Well, actually, I’m starting to look back to be honest. I’m not sure if GNU/Linux is still a compromise between usability, convenience, and freedom and privacy… maybe that has changed in the last 15 years!
But yeah, more and more, I feel like we need to keep that freedom alive, and make it “usable” for the human beings, including those that don’t code or know how to use a terminal. Because we’re most certainly being surveyed by this big corporations, but it’s getting even worse with all the AI thing getting access to more and more private data.
I’m talking about Windows 11, yes, and how they are enforcing us to update to newer versions that have more and more intrusive integration with the cloud and copilot. Where they blatantly admit to take screenshots of our computers and send it to their servers.
Honestly I know Apple is not completely private either, but at least it seems more worried about it. And it seems the route they want to take in the AI field is of local models whenever it is possible, or an optional call to a “private” cloud. Let’s cross our fingers for them to continue to work towards local LLM tools, even if that means getting an M4 computer or newer…
But the main point I wanted to make, before I resume the video, is that I agree with Stallman in the needs. We need an alternative to iOS / Android. We need an alternative to macOS / Windows. And that alternative is probably the GNU project, but sadly, it needs to be also convenient (that’s what Stallman doesn’t seem to understand), stable, with no need of previous knowledge, intuitive… otherwise it won’t ever be accessible to most human beings, while iOS and Android are. Heck, I think there isn’t even a convenient smartphone running free software! And even if it did, many people will require you to install proprietary apps such as WhatsApp to be able to communicate with them and have a social life.

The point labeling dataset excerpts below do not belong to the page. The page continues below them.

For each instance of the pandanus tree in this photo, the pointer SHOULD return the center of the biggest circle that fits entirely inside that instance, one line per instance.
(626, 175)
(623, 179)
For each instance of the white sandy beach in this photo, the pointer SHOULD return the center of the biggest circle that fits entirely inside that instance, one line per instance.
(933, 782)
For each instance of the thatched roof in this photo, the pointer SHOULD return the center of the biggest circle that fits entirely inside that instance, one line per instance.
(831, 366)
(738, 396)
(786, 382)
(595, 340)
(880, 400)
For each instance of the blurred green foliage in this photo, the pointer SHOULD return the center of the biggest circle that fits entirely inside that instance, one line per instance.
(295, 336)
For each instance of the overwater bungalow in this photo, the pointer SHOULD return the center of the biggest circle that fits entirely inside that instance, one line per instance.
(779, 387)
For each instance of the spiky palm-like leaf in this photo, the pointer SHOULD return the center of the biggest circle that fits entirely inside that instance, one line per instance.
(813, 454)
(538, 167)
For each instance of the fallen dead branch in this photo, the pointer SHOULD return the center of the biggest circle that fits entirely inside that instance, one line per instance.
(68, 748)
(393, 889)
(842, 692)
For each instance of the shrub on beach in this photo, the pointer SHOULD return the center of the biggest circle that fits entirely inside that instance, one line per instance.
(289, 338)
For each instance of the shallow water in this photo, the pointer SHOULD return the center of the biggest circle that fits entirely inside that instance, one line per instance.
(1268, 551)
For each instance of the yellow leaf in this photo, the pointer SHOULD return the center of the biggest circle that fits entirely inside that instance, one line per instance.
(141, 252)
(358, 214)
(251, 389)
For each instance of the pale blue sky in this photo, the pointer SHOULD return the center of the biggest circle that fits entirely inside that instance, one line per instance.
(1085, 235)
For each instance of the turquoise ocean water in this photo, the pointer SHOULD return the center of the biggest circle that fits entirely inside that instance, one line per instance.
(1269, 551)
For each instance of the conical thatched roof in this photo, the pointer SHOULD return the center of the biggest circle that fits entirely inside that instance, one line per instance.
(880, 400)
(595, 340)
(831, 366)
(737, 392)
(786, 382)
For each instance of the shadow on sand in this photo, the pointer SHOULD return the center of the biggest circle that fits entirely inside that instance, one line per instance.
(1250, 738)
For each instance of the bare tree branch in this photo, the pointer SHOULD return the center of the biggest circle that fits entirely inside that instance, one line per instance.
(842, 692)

It’s… complicated, especially if we have to give up on convenience and ease of use. That’s why I’ll probably keep running iOS/iPadOS on my mobile devices, using as little apps as possible (better they come from a known trustable developer), and disabling many location, microphone and camera settings, while on desktop I’ll keep using macOS with mostly open sourced apps, and a few from the Mac App Store (just because the MAS version is sandboxed).
But mind you, I recently bought a micro-PC (smaller than the palm of my hand, a tiny cube with an N100 intel SoC), and after reading and experiencing how invasive Windows 11 has become, I’m seriously considering giving GNU/Linux another chance, to see if, 15 years later, it’s a more convenient, and less troublesome operating system to use.